実は私以上にお人好しだったりするのかもしれない。
「ホントか? じゃあ、遠慮なく⋯⋯。いいですよ、ね? 咲夜さん」
「⋯⋯まあ、フィオナ様がそう言うならいいんじゃないかしら」
「私もいいと思いますよ。シュヴァハ、マルバーも良ければでいいので、フィオナの友だちになってくださいね」
「わ、分かりました⋯⋯」
「レナ様のご命令ならば、もちろん構いません」
「⋯⋯もう少し軽くでいいですからね?」
パンサーという子と違い、他の2人は友だちになるのは難しそうだ。
だが、フィオナなら、時間をかければ友だちになることもできる、と私は思っている。
「⋯⋯っと、まだ仕事の途中でしたので、申し訳ございませんが、また後でお会いしましょう。
さあ、早く仕事に戻りなさい」
「は、はい⋯⋯!」
「はい、仰せのままに」
「ちぇ、咲夜さんってホント⋯⋯。じゃあな、フィオナー」
「またね、パンサー」
彼女達は別れを告げると、そそくさと仕事へ戻っていった。
相変わらず、メイドは忙しいのだなと思える。
「⋯⋯では、次へ行きましょうか。最後は魔法使い、パチュリーの場所です」
「魔法使い? 楽しみ」
妖精達が仕事を戻るのを見届けた私達は、次の場所へと向かった。
多くの本棚に囲まれ、大図書館と呼ばれるに相応しい大きな部屋。
私達はそこにいる大図書館の主。

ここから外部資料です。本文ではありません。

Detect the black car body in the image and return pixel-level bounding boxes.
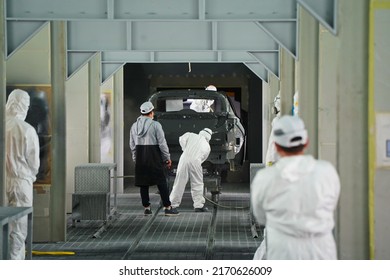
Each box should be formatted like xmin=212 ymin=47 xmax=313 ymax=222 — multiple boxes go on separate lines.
xmin=149 ymin=89 xmax=245 ymax=171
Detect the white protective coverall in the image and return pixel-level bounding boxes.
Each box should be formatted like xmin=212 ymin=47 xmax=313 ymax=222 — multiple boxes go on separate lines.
xmin=265 ymin=93 xmax=280 ymax=166
xmin=6 ymin=89 xmax=40 ymax=260
xmin=251 ymin=155 xmax=340 ymax=260
xmin=169 ymin=128 xmax=212 ymax=208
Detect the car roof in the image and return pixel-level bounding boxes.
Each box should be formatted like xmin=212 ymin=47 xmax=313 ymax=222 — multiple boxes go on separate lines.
xmin=150 ymin=89 xmax=226 ymax=99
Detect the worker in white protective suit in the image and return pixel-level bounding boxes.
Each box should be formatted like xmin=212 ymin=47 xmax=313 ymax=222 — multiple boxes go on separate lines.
xmin=251 ymin=115 xmax=340 ymax=260
xmin=265 ymin=93 xmax=280 ymax=166
xmin=6 ymin=89 xmax=39 ymax=260
xmin=169 ymin=128 xmax=212 ymax=212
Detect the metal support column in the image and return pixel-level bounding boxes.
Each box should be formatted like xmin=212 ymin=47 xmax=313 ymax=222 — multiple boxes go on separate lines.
xmin=88 ymin=53 xmax=101 ymax=163
xmin=280 ymin=49 xmax=295 ymax=115
xmin=50 ymin=21 xmax=66 ymax=242
xmin=113 ymin=69 xmax=124 ymax=193
xmin=297 ymin=6 xmax=319 ymax=158
xmin=0 ymin=1 xmax=7 ymax=206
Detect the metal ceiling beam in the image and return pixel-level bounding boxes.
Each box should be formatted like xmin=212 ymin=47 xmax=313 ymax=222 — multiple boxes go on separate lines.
xmin=2 ymin=0 xmax=337 ymax=81
xmin=297 ymin=0 xmax=338 ymax=35
xmin=4 ymin=0 xmax=297 ymax=21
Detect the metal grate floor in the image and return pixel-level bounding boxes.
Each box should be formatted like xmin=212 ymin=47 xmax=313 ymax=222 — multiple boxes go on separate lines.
xmin=33 ymin=186 xmax=261 ymax=260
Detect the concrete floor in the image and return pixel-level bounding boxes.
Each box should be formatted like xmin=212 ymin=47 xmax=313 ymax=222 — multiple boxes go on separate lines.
xmin=33 ymin=183 xmax=262 ymax=260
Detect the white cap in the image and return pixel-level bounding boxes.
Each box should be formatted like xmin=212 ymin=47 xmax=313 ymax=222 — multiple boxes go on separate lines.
xmin=206 ymin=85 xmax=217 ymax=91
xmin=6 ymin=89 xmax=30 ymax=116
xmin=139 ymin=101 xmax=154 ymax=114
xmin=199 ymin=128 xmax=213 ymax=141
xmin=273 ymin=115 xmax=308 ymax=148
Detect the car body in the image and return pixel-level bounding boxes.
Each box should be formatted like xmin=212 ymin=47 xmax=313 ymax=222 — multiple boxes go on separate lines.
xmin=149 ymin=89 xmax=245 ymax=171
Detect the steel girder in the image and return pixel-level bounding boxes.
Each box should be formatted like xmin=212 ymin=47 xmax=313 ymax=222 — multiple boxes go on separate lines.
xmin=2 ymin=0 xmax=337 ymax=82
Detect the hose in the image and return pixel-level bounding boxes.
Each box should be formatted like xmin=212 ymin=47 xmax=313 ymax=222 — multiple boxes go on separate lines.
xmin=31 ymin=251 xmax=76 ymax=256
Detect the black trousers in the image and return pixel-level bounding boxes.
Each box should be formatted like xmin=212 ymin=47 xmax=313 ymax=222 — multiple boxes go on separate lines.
xmin=140 ymin=182 xmax=171 ymax=207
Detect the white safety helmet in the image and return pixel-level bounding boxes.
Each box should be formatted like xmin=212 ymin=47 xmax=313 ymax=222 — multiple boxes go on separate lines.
xmin=206 ymin=85 xmax=217 ymax=91
xmin=274 ymin=92 xmax=280 ymax=115
xmin=6 ymin=89 xmax=30 ymax=120
xmin=199 ymin=128 xmax=213 ymax=142
xmin=139 ymin=101 xmax=154 ymax=114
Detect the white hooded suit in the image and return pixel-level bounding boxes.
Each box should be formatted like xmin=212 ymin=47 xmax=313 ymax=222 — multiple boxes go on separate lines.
xmin=169 ymin=129 xmax=212 ymax=208
xmin=6 ymin=89 xmax=39 ymax=260
xmin=251 ymin=155 xmax=340 ymax=260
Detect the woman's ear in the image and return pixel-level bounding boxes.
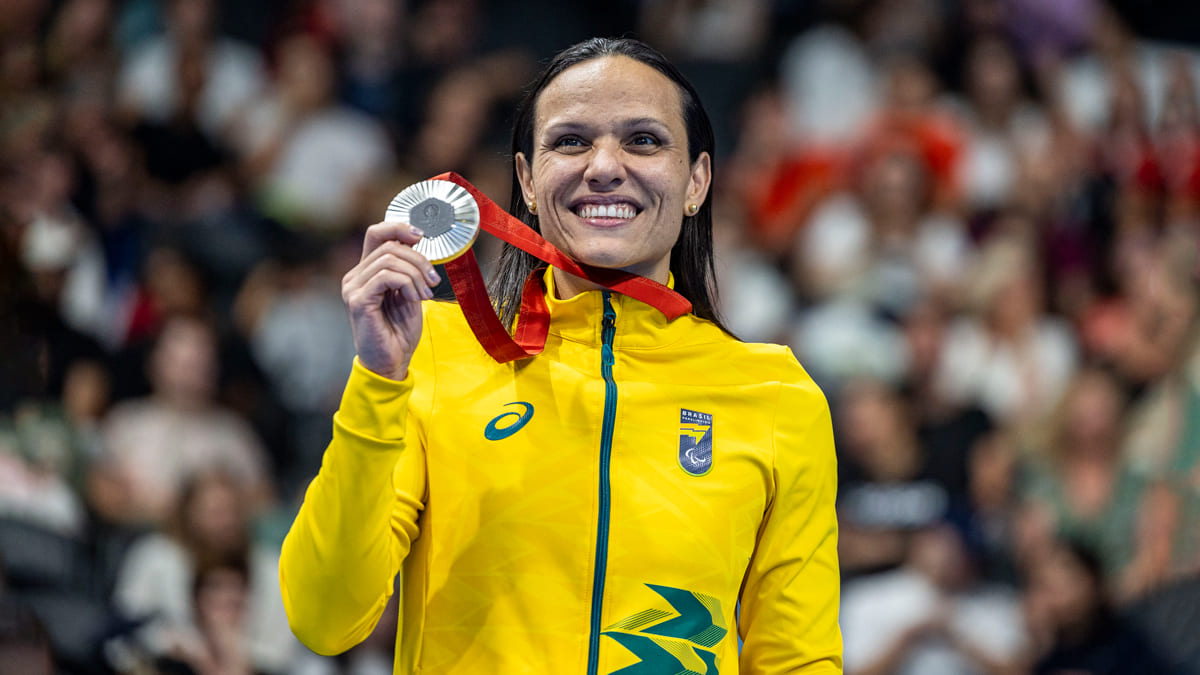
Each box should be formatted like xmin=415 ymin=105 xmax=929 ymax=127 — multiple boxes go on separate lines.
xmin=512 ymin=153 xmax=535 ymax=207
xmin=684 ymin=153 xmax=713 ymax=205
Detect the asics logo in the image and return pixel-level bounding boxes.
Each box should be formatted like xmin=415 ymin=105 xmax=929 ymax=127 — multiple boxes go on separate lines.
xmin=484 ymin=401 xmax=533 ymax=441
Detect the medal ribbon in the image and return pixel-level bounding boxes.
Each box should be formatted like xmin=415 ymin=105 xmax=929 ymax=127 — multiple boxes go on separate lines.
xmin=433 ymin=172 xmax=691 ymax=363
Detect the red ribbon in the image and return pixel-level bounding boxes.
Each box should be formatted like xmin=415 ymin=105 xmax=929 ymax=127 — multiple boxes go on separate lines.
xmin=433 ymin=172 xmax=691 ymax=363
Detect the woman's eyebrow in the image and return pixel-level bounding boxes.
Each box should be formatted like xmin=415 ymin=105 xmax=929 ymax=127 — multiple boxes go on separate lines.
xmin=542 ymin=117 xmax=668 ymax=135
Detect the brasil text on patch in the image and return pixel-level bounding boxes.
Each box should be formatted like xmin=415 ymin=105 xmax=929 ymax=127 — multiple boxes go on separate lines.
xmin=679 ymin=408 xmax=713 ymax=476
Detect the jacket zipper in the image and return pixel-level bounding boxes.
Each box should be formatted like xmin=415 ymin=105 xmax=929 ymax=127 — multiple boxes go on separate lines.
xmin=588 ymin=291 xmax=617 ymax=675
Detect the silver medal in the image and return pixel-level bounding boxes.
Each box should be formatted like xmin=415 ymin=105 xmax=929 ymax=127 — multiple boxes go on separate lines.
xmin=384 ymin=180 xmax=479 ymax=264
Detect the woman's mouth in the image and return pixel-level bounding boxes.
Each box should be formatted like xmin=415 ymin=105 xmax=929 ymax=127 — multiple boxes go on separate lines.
xmin=575 ymin=203 xmax=637 ymax=221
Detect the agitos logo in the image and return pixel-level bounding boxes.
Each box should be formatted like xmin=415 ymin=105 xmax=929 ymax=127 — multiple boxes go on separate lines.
xmin=484 ymin=401 xmax=533 ymax=441
xmin=601 ymin=584 xmax=728 ymax=675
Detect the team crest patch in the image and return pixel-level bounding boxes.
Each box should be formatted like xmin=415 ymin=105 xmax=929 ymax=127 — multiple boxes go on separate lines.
xmin=679 ymin=408 xmax=713 ymax=476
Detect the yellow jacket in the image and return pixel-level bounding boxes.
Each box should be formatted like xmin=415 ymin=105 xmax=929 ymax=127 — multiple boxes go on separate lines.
xmin=280 ymin=271 xmax=841 ymax=675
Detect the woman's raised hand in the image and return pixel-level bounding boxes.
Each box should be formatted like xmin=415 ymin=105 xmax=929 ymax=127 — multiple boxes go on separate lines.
xmin=342 ymin=222 xmax=440 ymax=380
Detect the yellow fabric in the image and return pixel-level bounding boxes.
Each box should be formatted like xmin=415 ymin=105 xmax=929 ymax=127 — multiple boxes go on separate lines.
xmin=280 ymin=271 xmax=841 ymax=675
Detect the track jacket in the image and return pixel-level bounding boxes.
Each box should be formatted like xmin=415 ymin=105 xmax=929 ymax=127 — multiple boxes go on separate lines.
xmin=280 ymin=270 xmax=841 ymax=675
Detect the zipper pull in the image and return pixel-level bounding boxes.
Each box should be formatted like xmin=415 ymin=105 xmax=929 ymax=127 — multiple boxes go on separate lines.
xmin=600 ymin=291 xmax=617 ymax=366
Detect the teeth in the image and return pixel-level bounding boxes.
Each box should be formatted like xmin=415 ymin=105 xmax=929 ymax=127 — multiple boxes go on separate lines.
xmin=577 ymin=204 xmax=637 ymax=220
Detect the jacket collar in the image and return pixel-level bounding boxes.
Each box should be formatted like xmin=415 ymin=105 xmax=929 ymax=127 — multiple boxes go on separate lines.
xmin=542 ymin=268 xmax=694 ymax=350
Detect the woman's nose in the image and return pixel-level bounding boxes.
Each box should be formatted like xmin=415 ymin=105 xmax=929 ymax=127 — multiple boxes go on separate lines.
xmin=583 ymin=141 xmax=625 ymax=190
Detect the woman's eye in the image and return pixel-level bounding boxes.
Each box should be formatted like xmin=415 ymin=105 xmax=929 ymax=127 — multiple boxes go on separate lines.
xmin=554 ymin=136 xmax=583 ymax=148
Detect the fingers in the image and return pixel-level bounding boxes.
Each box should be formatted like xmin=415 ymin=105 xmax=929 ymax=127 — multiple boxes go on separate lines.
xmin=342 ymin=240 xmax=442 ymax=305
xmin=360 ymin=222 xmax=425 ymax=259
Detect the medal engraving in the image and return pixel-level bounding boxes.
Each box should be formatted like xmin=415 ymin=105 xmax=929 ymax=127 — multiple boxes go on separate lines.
xmin=384 ymin=180 xmax=479 ymax=264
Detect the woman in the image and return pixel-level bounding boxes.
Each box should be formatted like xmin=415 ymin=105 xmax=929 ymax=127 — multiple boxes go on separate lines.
xmin=113 ymin=471 xmax=300 ymax=673
xmin=280 ymin=40 xmax=841 ymax=675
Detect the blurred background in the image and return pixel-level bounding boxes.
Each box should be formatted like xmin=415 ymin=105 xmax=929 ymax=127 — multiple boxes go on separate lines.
xmin=0 ymin=0 xmax=1200 ymax=675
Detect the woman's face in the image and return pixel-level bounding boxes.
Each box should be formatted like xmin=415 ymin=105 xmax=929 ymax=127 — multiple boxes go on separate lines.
xmin=516 ymin=56 xmax=712 ymax=282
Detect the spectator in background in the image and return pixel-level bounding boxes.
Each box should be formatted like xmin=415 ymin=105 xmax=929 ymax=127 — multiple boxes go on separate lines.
xmin=958 ymin=35 xmax=1049 ymax=213
xmin=0 ymin=595 xmax=56 ymax=675
xmin=936 ymin=237 xmax=1076 ymax=434
xmin=233 ymin=32 xmax=395 ymax=234
xmin=1025 ymin=539 xmax=1171 ymax=675
xmin=116 ymin=0 xmax=265 ymax=142
xmin=838 ymin=374 xmax=965 ymax=579
xmin=234 ymin=239 xmax=354 ymax=489
xmin=89 ymin=317 xmax=272 ymax=526
xmin=1019 ymin=369 xmax=1174 ymax=601
xmin=841 ymin=524 xmax=1030 ymax=675
xmin=114 ymin=472 xmax=300 ymax=674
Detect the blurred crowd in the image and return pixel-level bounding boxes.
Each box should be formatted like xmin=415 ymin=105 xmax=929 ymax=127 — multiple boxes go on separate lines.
xmin=0 ymin=0 xmax=1200 ymax=675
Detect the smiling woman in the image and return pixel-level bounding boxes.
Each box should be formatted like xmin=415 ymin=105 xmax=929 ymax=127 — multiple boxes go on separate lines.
xmin=280 ymin=40 xmax=841 ymax=675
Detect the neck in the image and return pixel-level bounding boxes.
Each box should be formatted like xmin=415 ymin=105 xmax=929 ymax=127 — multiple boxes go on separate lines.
xmin=553 ymin=267 xmax=671 ymax=300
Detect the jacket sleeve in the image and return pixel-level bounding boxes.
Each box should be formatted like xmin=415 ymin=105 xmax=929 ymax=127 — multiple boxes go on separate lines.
xmin=738 ymin=376 xmax=842 ymax=675
xmin=280 ymin=359 xmax=425 ymax=655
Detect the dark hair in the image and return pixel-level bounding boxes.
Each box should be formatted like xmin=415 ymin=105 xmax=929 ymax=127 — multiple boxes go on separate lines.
xmin=488 ymin=37 xmax=728 ymax=333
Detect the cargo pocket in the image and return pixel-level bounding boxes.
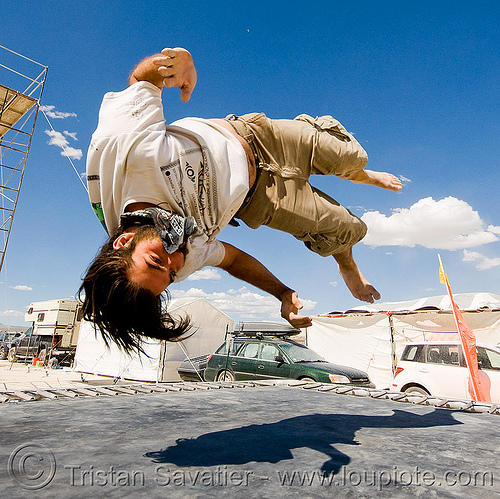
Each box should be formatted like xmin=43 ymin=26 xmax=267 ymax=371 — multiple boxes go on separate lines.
xmin=295 ymin=114 xmax=351 ymax=142
xmin=295 ymin=232 xmax=344 ymax=257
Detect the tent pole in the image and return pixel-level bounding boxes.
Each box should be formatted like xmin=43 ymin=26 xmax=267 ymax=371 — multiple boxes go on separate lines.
xmin=387 ymin=312 xmax=396 ymax=376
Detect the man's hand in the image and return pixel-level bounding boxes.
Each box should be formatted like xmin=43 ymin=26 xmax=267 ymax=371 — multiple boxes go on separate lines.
xmin=153 ymin=47 xmax=197 ymax=102
xmin=281 ymin=289 xmax=312 ymax=328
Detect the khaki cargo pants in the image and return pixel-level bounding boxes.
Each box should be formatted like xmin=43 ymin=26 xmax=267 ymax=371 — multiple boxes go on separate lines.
xmin=226 ymin=113 xmax=368 ymax=256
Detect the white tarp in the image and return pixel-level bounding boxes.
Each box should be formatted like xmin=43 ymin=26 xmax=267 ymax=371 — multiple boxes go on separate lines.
xmin=75 ymin=298 xmax=233 ymax=382
xmin=305 ymin=293 xmax=500 ymax=388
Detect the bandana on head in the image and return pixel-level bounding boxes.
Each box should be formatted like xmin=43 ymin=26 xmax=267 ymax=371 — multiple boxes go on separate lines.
xmin=120 ymin=208 xmax=198 ymax=254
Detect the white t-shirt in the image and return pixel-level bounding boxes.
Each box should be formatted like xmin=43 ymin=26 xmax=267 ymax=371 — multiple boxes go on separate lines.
xmin=87 ymin=81 xmax=248 ymax=281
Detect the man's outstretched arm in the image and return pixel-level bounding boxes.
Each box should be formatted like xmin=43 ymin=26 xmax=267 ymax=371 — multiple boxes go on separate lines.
xmin=219 ymin=243 xmax=312 ymax=328
xmin=129 ymin=47 xmax=197 ymax=102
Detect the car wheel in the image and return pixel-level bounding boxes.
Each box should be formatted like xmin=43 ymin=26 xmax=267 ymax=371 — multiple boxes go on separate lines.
xmin=405 ymin=386 xmax=430 ymax=397
xmin=7 ymin=348 xmax=17 ymax=362
xmin=217 ymin=371 xmax=234 ymax=381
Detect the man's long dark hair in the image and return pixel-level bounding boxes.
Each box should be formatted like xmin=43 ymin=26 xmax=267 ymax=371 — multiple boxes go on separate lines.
xmin=78 ymin=226 xmax=190 ymax=353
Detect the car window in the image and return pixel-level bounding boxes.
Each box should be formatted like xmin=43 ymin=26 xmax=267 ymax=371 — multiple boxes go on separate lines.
xmin=477 ymin=347 xmax=500 ymax=370
xmin=426 ymin=345 xmax=460 ymax=366
xmin=260 ymin=344 xmax=279 ymax=360
xmin=238 ymin=343 xmax=259 ymax=359
xmin=401 ymin=345 xmax=424 ymax=362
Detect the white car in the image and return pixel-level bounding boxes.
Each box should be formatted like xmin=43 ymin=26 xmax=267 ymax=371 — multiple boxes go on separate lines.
xmin=392 ymin=341 xmax=500 ymax=402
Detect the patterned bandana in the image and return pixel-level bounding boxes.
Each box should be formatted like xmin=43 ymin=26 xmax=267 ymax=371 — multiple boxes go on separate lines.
xmin=120 ymin=208 xmax=198 ymax=254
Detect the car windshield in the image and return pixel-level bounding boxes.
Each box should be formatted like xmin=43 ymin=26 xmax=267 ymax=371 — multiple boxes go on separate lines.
xmin=280 ymin=343 xmax=325 ymax=362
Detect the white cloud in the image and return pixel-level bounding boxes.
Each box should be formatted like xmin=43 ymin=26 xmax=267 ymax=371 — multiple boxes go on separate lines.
xmin=187 ymin=268 xmax=221 ymax=281
xmin=40 ymin=106 xmax=76 ymax=120
xmin=9 ymin=284 xmax=33 ymax=291
xmin=462 ymin=250 xmax=500 ymax=270
xmin=170 ymin=287 xmax=317 ymax=319
xmin=361 ymin=196 xmax=500 ymax=250
xmin=45 ymin=130 xmax=83 ymax=159
xmin=63 ymin=130 xmax=78 ymax=141
xmin=0 ymin=310 xmax=24 ymax=317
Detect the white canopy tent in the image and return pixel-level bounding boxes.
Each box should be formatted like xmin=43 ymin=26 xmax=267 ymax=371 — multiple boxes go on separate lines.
xmin=75 ymin=298 xmax=233 ymax=382
xmin=305 ymin=293 xmax=500 ymax=388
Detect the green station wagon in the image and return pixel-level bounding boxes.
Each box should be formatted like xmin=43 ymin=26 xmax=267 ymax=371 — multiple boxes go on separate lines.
xmin=204 ymin=335 xmax=375 ymax=388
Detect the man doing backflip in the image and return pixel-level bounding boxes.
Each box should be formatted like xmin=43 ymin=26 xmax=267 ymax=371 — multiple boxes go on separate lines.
xmin=80 ymin=48 xmax=401 ymax=351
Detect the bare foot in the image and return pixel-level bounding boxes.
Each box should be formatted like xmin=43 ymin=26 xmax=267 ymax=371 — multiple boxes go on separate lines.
xmin=333 ymin=250 xmax=380 ymax=303
xmin=349 ymin=170 xmax=403 ymax=191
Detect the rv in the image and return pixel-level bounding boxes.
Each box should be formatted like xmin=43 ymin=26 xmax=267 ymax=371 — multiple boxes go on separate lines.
xmin=24 ymin=300 xmax=81 ymax=364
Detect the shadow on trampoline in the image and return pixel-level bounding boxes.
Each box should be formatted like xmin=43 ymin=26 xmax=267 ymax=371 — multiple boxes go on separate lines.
xmin=144 ymin=409 xmax=462 ymax=474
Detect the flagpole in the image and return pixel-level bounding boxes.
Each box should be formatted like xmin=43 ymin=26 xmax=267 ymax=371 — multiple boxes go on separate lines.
xmin=438 ymin=254 xmax=486 ymax=402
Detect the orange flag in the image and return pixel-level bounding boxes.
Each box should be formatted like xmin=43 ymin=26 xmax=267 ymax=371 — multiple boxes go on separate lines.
xmin=438 ymin=255 xmax=490 ymax=402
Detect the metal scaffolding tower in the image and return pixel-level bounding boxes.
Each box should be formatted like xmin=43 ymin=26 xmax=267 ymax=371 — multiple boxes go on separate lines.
xmin=0 ymin=45 xmax=48 ymax=271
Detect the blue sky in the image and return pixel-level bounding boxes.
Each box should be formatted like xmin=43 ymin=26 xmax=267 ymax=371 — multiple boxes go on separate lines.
xmin=0 ymin=0 xmax=500 ymax=325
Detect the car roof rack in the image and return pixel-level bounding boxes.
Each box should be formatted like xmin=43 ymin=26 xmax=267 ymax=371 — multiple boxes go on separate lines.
xmin=233 ymin=322 xmax=301 ymax=338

七曜の魔法使いパチュリーに会いにきた。
「パチュリー。少しよろしいでしょうか?」
「大丈夫よ。⋯⋯こあ、3人分の紅茶を入れてちょうだい」
「いえいえ。もう少しすればご飯の時間ですし、いいですよ。
それよりもこちらはフィオナ。私の友人で、今日からしばらくここに住みます」
「よろしく、魔法使いさん」
「パチュリーよ。よろしくね」
2人は握手を交わすと、互いに興味深そうに観察している。
どちらも魔力の感知に優れているからこそ、そうしているのだろう。
「凄い魔力ね。レナを超える魔力の高さ⋯⋯。長く生きていると面白い発見ができるのね」
「君も凄い魔力。色が多く。多種多様な魔法を使えそう」
「⋯⋯感受性が高いのかしら。人の意識を読み取るように魔力を読み取る⋯⋯。興味深いわ。
暇な時間があれば、一緒に魔法の研究でもしましょうね」
「いいの? 嬉しい。⋯⋯レナお姉ちゃんも、一緒にね?」
天使のような笑みでそう言われ、私の心が少しだけ揺らぐ。
もしも娘がいれば、このような気持ちになるのだろうか。
「あ、はい。もちろんです」
「⋯⋯レミィが見たら嫉妬しそうねぇ。いえ、そこまで子どもじゃないかしら。
まあ、もちろんいつでも来ていいからね」
「その時はお願い。パチュリー」
「では、後はお部屋、そしてお姉さまの許可⋯⋯。まあ、考えるだけ無駄ですよ。